The Minneapolis Star Tribune (June 29) featured a commentary by Dr. Jim Bowyer, retired professor of environmental engineering from the University of Minnesota, about mining and environmental topics.

He stated that a typical wind turbine contains four to eight tons of copper metal. Solar collectors contain even more copper per unit of energy generated. It is estimated that converting just 8 percent of the global automobile fleet to electric power would increase copper usage by more than 40 percent. He observed that if opponents of mining want a return to the Obama-era 20-year moratorium on copper mining, then they should also be perhaps advocating a moratorium on development and adoption of renewable energy and electric vehicles. He paraphrases Dr. Seuss, "Not here, not there, not anywhere," to summarize mining and drilling opponents' attitudes. He observes that America utilizes a larger share of metals of many kinds and is it more ethical to mine here, with environmental safeguards, or somewhere else around the world with lax regulations? Those are his statements and I recommend his book, "The Irresponsible Pursuit of Paradise." It is thought provoking, informative and non-vindictive in style.

Electricity generation and storage involve metals such as copper, nickel, lithium and many others. If you are for alternate energy generation and storage, then you must also be in favor of mining. We have deposits of many of the needed metals in the United States; however, chromium for example, may need to be purchased from the Russian Federation. Recycling of metals at an increased level is advocated by Dr. Bowyer and makes sense, but "virgin" or pure supplies of metals are always needed as recycled metals are commonly alloyed with other substances that cannot be practically separated or purified.

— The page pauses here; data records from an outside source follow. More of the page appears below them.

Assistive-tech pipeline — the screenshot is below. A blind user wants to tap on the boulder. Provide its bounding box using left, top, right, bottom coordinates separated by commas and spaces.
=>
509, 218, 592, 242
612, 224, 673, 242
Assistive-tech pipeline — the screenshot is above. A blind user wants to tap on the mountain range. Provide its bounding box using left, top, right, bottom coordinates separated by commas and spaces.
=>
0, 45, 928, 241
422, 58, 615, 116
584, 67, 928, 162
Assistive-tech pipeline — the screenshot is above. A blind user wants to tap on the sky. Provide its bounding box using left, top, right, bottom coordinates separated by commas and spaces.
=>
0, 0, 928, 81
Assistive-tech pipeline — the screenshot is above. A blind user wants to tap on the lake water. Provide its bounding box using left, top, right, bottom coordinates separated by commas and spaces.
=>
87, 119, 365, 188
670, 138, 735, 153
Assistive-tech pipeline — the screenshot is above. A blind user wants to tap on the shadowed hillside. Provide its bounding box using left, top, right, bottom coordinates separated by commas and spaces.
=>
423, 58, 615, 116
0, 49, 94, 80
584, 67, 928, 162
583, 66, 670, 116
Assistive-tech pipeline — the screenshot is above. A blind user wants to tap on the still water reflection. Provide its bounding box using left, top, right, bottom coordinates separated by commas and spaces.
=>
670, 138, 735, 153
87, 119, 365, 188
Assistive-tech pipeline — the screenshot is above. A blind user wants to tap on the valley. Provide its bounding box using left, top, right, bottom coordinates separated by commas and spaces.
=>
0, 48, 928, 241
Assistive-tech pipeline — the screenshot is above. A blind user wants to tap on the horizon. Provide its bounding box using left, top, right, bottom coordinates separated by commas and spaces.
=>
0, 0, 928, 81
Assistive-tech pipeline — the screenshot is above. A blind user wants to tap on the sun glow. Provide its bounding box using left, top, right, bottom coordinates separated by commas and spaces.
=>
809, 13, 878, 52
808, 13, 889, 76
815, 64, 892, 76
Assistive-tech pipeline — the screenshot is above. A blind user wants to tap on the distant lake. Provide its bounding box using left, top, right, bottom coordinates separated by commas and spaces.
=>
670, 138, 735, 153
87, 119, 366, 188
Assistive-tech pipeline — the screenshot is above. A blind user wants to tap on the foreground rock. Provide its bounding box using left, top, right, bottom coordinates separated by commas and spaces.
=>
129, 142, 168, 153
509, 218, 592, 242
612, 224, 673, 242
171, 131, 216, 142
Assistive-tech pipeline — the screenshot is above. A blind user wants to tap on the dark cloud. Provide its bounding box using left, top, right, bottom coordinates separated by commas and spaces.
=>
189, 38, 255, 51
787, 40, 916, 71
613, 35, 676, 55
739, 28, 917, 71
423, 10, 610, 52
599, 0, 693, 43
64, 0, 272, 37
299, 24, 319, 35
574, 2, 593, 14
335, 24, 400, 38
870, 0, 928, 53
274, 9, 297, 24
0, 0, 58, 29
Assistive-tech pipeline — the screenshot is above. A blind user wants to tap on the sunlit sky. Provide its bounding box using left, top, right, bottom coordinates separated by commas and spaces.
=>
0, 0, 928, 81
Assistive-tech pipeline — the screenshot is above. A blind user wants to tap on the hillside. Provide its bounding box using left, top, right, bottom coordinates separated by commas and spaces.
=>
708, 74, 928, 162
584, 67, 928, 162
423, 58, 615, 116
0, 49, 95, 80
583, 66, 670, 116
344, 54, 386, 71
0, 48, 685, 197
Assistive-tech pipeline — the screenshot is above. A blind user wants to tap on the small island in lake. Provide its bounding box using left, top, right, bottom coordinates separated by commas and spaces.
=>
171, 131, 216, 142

The Dec. 12 Pioneer included a story about Duluth introducing electric-powered buses for public transit. They had to add diesel auxiliary heaters for passenger comfort and to prevent rapid battery drain. Any serious student of the laws of physics, such as gravity and energy, soon learns that there is no" free lunch," and the Duluth story is an apt testimony.

I favor alternate energy options, provided they make economic and practical sense. The pipeline opponents who resort to vandalism, disregard for property, disruption and general lawlessness are the last people on earth we need to speak for a healthy planet.